AI Papers Reader

Personalized digests of latest AI research

View on GitHub

AI Agents Master Software Environments, Cutting Build Times by 43%

A new framework, MEnvAgent, promises to break the bottleneck in training AI software engineering (SWE) agents by automating the notoriously complex and slow task of constructing verifiable, polyglot development environments. Developed by researchers, the multi-agent system drastically improves both the success rate and efficiency of preparing real-world bug-fixing tasks.

Traditionally, setting up a specific environment for a software bug—complete with the correct operating system, dependencies, and toolchain (like Python 3.8, Java Maven, or specific C++ compilers)—is a manual, error-prone, and time-intensive process. This brittleness severely limits the scale and diversity of training data available for modern Large Language Models (LLMs).

MEnvAgent tackles this by leveraging a multi-agent, three-stage workflow: Planning, Execution, and Verification. Crucially, the system introduces a novel Environment Reuse Mechanism that minimizes computational cost.

The Power of Incremental Patching

Instead of rebuilding a unique Docker container from scratch for every new bug, MEnvAgent first searches a pool of historical, successfully verified environments for the closest match.

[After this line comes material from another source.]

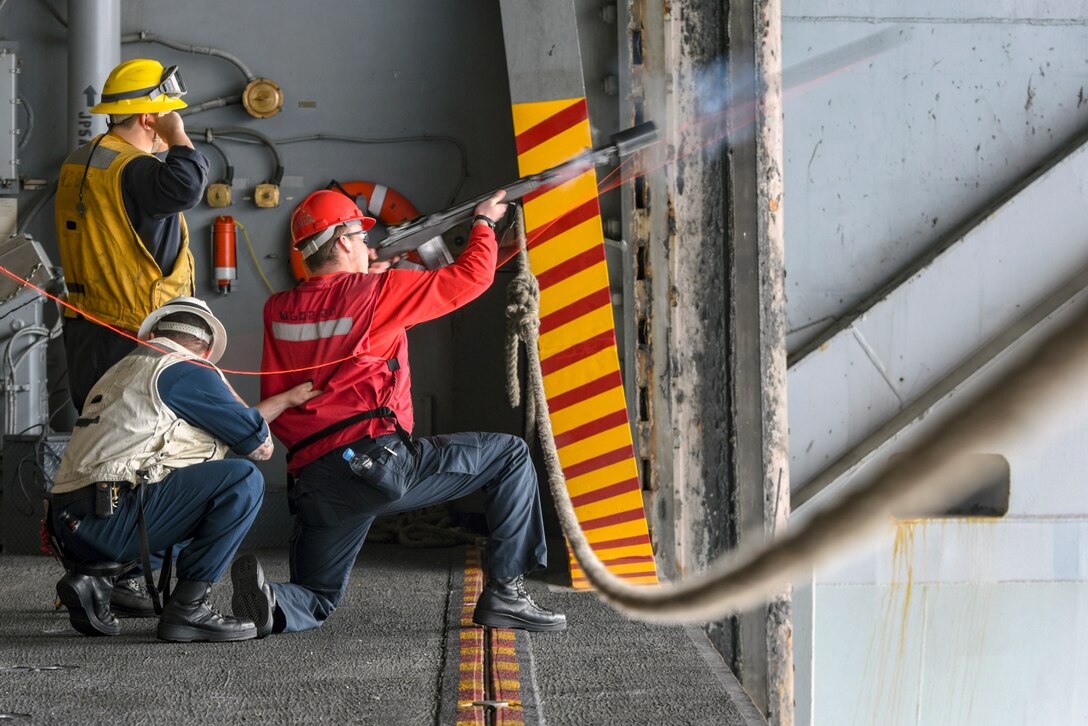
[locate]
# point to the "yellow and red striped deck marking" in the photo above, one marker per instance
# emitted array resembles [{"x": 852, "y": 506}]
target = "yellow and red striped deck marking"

If a similar environment is found, an intelligent EnvPatchAgent diagnoses the differences and generates only the minimal incremental command sequence (a “patch”) needed to adapt the old environment to the new task’s requirements.

For example, imagine a Java project that needs an environment with JDK 17 and specific build dependencies. A new bug fix requires only one additional library. Instead of spending hours re-compiling and installing the entire JDK and existing dependencies (the “scratch” approach), MEnvAgent finds the historical JDK 17 environment and generates a patch that simply adds the missing library (e.g., pip install missing-dependency). This technique bypasses the heavy costs of full rebuilds.

New Benchmark and Performance Gains

To rigorously test this framework, the team created MEnvBench, a comprehensive benchmark comprising 1,000 tasks across 10 mainstream programming languages, including Python, Java, Go, Rust, and C++.

Evaluation results show MEnvAgent significantly outperforms state-of-the-art baselines, occupying the optimal efficiency-quality quadrant in performance charts. Averaged across all models and languages, MEnvAgent improved the strict Fail-to-Pass (F2P) rate—a metric ensuring the environment accurately reproduces the bug (Fail) and verifies the fix (Pass)—by 8.6%. More strikingly, the system reduced the average Time Cost per task by 43.0%.

The researchers further demonstrated the framework’s scalability by constructing MEnvData-SWE, the largest open-source polyglot dataset of verifiable Docker environments to date, totaling 3,005 instances from 942 real-world GitHub repositories. Fine-tuning existing LLMs on this highly verified data led to substantial performance boosts on downstream SWE tasks, confirming the utility of MEnvAgent as a foundational tool for advanced AI development in software engineering.